Sans revenir sur le fait que tous les traitements essayés, dont aucun n’a atteint le seuil de significativité pour le critère primaire, semblent efficaces chez les patients dont la fraction d’éjection se situe entre 55 et 40 %, c’est-à-dire présentant une altération modérée de la fonction systolique, il est remarquable d’observer sur les analyses en sous-groupes préspécifiés la différence des effets selon zones géographiques du monde et le sexe.
Un médicament dépendant de l’origine géographique ?
En effet au cours de l’étude PARAGON-HF (présentée au dernier congrès de l'ESC), une diminution de l’ensemble des hospitalisations pour insuffisance cardiaque et des décès cardiovasculaires, de 29 % en Europe de l’Ouest et de 26 % en Amérique du Nord, est observée sous sacubitril-valsartan alors que ce traitement est associé à une augmentation de ce critère de 8 % en Europe Centrale et de 23 % en Amérique Latine. Comme il est peu probable qu’il s’agisse d’un médicament « raciste » dont les effets seraient différents en fonction de l’origine ethnique (seuls les patients originaires d’Asie ayant une réponse pharmacologique spécifique pour certains produits), vu qu’aucune différence génétique significative n’a été rapportée entre les Caucasiens de l’Est et de l’Ouest du continent européen, une autre origine à cette différence d’effets doit être recherchée. Elle tient probablement à l’accès aux examens complémentaires, notamment à l’IRM et aux examens isotopiques, comme la scintigraphie aux biphosphonates, permettant la recherche d’une atteinte cardiaque amyloïde. L’inclusion de patients atteints d’amylose cardiaque, en l’absence de la réalisation d’un bilan étiologique poussé systématique au cours de cet essai, notamment dans les pays où l’accès à ces techniques est moins facile, pourrait ainsi expliquer ces résultats surprenants.
Une question de genre…
La différence significative de réponse observée en fonction du sexe plaide également pour cette hypothèse. En effet, une diminution de 27 % du critère primaire est observée chez les femmes sous sacubitril-valsartan alors qu’une majoration de 3 % est retrouvée chez l’homme. Or, l’amylose à la transthyrétine sauvage est une pathologie intéressant dans 90 % des cas le sexe masculin. Dans notre expérience, quand elle est systématiquement recherchée dans le cadre du bilan étiologique d’une ICFEp, elle est retrouvée dans 17 % des cas. Ainsi l’inclusion d’hommes atteints d’amylose à la transthyrétine sauvage pourrait expliquer ces résultats. En effet, l’inhibition de la néprilisine pourrait, en inhibant la dégradation des chaînes amyloïdes, aggraver cette maladie. Ces données, associées à l’analyse post hoc des résultats de l’essai TOP CAT où un bénéfice de la spironolactone était observé en Amérique alors qu’aucun effet n’était retrouvé en Géorgie et en Russie, où avaient été inclus des patients au profil pronostique très différent, doivent conduire à réfléchir sur la réalisation et l’interprétation des essais thérapeutiques dans l’ICFEp.

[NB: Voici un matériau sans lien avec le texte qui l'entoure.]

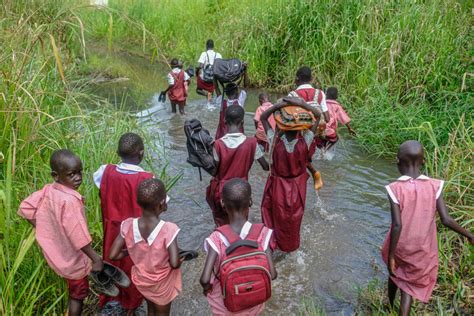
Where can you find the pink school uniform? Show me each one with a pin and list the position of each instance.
(61, 229)
(416, 254)
(260, 132)
(219, 244)
(152, 273)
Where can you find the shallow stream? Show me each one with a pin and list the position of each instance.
(343, 226)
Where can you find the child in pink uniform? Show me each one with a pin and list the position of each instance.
(237, 199)
(411, 253)
(152, 245)
(265, 104)
(57, 213)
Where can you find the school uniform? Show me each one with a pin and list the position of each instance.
(284, 196)
(178, 78)
(61, 232)
(416, 254)
(151, 272)
(235, 154)
(222, 127)
(337, 115)
(206, 58)
(118, 200)
(219, 244)
(260, 131)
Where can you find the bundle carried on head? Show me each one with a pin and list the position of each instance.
(294, 118)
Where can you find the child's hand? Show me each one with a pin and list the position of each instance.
(97, 265)
(392, 265)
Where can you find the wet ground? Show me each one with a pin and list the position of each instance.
(343, 226)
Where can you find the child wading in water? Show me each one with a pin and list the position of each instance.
(265, 104)
(284, 195)
(57, 213)
(411, 252)
(234, 155)
(178, 81)
(337, 115)
(118, 200)
(152, 245)
(316, 98)
(236, 197)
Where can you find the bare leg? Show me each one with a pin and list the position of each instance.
(405, 304)
(173, 107)
(392, 291)
(74, 307)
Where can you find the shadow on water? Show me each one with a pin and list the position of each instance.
(343, 225)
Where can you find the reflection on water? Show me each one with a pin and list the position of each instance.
(342, 230)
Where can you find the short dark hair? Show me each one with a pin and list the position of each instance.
(59, 157)
(150, 193)
(234, 114)
(236, 194)
(304, 74)
(210, 44)
(331, 93)
(130, 145)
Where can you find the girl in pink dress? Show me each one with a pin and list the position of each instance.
(237, 200)
(153, 248)
(411, 253)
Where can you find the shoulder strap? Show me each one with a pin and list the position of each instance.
(254, 232)
(228, 233)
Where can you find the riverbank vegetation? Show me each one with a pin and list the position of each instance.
(403, 69)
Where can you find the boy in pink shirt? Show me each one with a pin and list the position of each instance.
(411, 253)
(265, 104)
(151, 244)
(57, 213)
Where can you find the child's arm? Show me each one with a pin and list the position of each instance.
(173, 252)
(273, 272)
(97, 263)
(116, 251)
(206, 273)
(394, 235)
(449, 222)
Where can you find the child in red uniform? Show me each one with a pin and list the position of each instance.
(265, 104)
(411, 253)
(152, 245)
(234, 97)
(237, 199)
(178, 81)
(234, 155)
(314, 97)
(284, 195)
(57, 213)
(337, 115)
(118, 200)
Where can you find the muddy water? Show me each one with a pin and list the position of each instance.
(342, 229)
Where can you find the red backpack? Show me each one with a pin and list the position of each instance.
(244, 272)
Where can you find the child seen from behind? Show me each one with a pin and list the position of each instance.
(410, 249)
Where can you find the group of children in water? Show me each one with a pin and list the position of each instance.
(144, 247)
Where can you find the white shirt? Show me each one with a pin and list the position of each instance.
(324, 107)
(176, 71)
(241, 100)
(234, 140)
(122, 167)
(208, 57)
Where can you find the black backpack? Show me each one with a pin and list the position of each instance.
(228, 70)
(199, 144)
(208, 72)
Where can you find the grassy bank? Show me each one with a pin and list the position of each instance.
(43, 107)
(403, 68)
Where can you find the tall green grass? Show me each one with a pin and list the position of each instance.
(403, 69)
(43, 107)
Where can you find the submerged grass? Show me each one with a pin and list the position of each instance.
(43, 107)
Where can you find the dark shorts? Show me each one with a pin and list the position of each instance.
(78, 289)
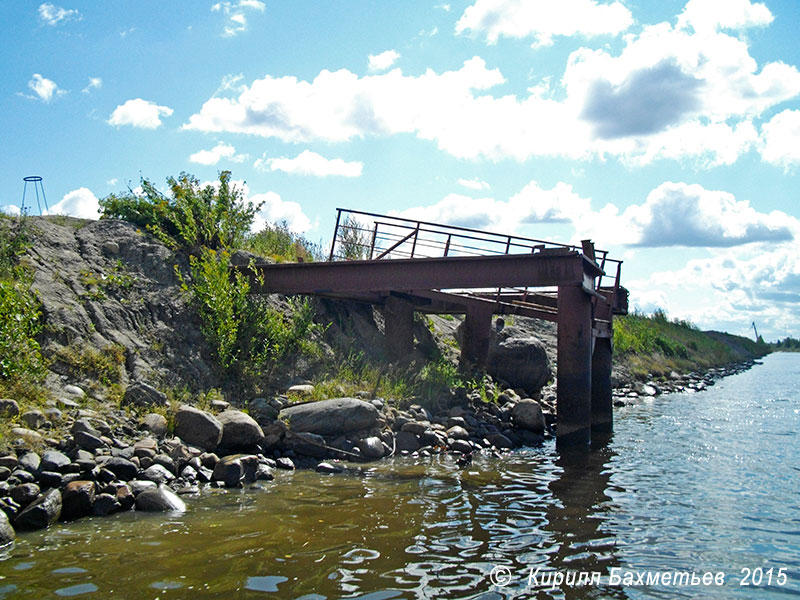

Dans les essais cliniques conduits par les industriels, au cours de cette pathologie à la physiopathologie complexe et aux profils phénotypiques multiples, au lieu de privilégier le nombre, il faudrait mieux s’attacher à la qualité en définissant mieux les caractéristiques d’inclusion des patients. Quant aux cliniciens, en attendant les résultats des nouveaux essais thérapeutiques, notamment ceux sur les inhibiteurs SGLT2, il faut s’attacher au peu de résultats disponibles pour traiter cette pathologie fréquente, même si leur analyse n’est scientifiquement qu’exploratoire.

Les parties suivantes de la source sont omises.